Oh! eyes whose range of vision was circumscribed by four contracted walls, have looked on scenes of rarer and richer beauty than travelers in many climes have seen; and voices, husky, tuneless with want and grief, have breathed, even when tortured with the death-agony, songs, that the world has hushed its mighty voice, and its tumultuous heart to hear; warriors have conquered on battle-fields, whose inspiration was the song that burst from the dying son of poverty, while pain and fever prostrated him, who kept back by force of mind the advance of death, until the strain of glory should be fully and perfectly conceived!

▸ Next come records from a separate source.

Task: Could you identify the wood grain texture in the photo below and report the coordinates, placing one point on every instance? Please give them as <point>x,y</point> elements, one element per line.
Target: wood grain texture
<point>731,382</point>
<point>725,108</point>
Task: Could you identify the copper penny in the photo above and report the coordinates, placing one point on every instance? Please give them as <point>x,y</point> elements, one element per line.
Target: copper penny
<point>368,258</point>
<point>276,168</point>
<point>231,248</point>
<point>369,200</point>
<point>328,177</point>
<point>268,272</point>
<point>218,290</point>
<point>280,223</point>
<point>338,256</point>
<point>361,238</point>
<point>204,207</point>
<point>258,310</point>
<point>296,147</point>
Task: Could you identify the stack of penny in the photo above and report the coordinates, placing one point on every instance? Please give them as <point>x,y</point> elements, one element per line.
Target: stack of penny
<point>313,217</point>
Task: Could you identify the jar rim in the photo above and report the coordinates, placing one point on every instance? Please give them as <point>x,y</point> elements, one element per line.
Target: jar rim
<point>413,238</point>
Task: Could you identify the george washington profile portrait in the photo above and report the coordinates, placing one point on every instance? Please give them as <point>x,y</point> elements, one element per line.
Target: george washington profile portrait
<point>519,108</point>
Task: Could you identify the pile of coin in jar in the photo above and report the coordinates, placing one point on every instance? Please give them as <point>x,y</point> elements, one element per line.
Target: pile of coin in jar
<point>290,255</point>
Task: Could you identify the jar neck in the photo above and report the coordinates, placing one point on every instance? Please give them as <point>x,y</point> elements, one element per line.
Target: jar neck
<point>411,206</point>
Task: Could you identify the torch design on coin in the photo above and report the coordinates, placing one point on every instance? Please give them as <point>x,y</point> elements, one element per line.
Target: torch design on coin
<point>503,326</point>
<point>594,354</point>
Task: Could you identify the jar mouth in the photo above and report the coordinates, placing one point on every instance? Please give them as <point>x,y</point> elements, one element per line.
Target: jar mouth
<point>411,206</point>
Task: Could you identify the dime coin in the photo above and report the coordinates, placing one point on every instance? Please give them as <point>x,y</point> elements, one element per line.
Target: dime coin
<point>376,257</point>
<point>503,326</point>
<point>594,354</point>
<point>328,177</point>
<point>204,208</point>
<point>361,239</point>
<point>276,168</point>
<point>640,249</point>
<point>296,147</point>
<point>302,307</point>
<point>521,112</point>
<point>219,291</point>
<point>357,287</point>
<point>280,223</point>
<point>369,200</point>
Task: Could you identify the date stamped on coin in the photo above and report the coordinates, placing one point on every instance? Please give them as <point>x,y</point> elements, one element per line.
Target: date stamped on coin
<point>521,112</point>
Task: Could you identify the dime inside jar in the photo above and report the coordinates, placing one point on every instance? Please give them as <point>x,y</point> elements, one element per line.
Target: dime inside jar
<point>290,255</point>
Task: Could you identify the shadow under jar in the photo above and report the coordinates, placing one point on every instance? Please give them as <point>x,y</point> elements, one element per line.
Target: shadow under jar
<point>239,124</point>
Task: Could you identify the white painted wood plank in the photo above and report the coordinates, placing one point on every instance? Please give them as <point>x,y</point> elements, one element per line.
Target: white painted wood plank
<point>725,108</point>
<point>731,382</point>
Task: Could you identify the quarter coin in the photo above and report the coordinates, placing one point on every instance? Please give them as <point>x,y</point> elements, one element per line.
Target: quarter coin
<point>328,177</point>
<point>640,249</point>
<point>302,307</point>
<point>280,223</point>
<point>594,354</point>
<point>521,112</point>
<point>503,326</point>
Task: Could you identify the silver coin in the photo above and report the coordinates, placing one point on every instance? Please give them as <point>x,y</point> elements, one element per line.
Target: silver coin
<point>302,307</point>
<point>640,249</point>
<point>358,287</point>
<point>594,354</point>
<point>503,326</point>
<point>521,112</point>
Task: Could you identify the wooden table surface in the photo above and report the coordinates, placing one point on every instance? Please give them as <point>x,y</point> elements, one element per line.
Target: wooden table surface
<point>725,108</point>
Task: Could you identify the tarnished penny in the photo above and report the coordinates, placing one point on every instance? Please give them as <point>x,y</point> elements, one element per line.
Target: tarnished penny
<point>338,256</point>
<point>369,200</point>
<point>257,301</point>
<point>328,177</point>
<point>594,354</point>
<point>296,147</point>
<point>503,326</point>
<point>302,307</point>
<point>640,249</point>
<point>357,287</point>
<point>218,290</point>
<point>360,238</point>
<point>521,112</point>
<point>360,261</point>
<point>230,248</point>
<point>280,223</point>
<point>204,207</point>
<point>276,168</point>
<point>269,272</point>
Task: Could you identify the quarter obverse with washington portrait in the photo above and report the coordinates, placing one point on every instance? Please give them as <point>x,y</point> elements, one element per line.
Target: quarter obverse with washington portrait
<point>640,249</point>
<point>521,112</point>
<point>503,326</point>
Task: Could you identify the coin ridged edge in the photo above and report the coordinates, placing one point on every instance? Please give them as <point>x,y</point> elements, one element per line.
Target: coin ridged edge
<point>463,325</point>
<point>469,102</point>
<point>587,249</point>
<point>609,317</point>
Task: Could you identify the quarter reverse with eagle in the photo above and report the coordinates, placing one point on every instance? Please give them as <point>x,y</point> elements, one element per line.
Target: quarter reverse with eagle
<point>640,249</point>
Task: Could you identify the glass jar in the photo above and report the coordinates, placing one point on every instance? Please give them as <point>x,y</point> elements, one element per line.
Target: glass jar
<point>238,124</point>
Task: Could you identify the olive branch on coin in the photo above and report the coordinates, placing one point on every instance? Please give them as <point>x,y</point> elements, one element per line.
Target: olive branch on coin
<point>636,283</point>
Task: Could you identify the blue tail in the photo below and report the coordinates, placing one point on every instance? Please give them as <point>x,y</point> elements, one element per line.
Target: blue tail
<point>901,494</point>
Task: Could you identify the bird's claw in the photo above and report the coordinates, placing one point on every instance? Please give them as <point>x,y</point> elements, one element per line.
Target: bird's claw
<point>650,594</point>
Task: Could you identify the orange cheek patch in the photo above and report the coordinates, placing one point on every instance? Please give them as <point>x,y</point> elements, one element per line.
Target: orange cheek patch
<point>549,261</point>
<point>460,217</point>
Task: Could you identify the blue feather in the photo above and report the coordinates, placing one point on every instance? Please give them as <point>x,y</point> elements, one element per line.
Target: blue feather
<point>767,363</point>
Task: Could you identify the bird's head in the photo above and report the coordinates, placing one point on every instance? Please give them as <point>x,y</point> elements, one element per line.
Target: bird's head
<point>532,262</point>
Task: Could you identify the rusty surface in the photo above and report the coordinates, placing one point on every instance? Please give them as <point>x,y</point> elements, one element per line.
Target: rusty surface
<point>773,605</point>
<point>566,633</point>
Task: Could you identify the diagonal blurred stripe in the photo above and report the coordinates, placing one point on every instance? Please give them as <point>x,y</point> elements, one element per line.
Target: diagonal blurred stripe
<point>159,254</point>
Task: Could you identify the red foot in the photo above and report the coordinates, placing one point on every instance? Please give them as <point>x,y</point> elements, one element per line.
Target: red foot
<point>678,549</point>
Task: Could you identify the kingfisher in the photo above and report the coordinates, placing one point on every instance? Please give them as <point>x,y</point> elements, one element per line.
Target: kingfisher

An hour passed, and not for one moment had the hand of the artist paused—it is enough to say that even he was satisfied with the progress he had made in those swift-winged sixty minutes.
Upon the easy couch Alice had fallen asleep, unperceived by the young painter—he awakened her with some regret, but the time he had promised to keep her with him was passed, and Martin had little inclination to brave the wrath of the mother’s tongue. Thoughtfully he led the child to her home, and when he parted with her there, it was with a heart full of sorrow, for he knew that a life of hardship, and want, and temptation, was in store for the beautiful girl.
“Poor and handsome,” thought he—“God protect her! To be sure it would be a sad sight were the innumerable host of poor people all hideously ugly—and as to the necessity of the thing, such folks would seem to require the simple pleasure of being admired, inasmuch as they are debarred from participating in all amusements and enjoyments that cost money, and beauty costs nothing. And yet Heaven have mercy on the poor family that boasts of a beauty! as surely as the sunshine, pride will creep in under the door-sill or by the window, and certainly in a covert manner. The pretty daughter must be prettily dressed, even at the expense, and by the self-denial of the more plainly gifted remainder of the family. Then come struggles, heart-bitterness and envy—God be thanked if hatred and malice do not also come! Now there’s that little Alice Flynn—if she were only my sister, or one over whom I had the shadow of control! Oh! that I were only rich! She ought to be educated! Heavens! what a smile—and what a mind she has—she thinks! God defend her!”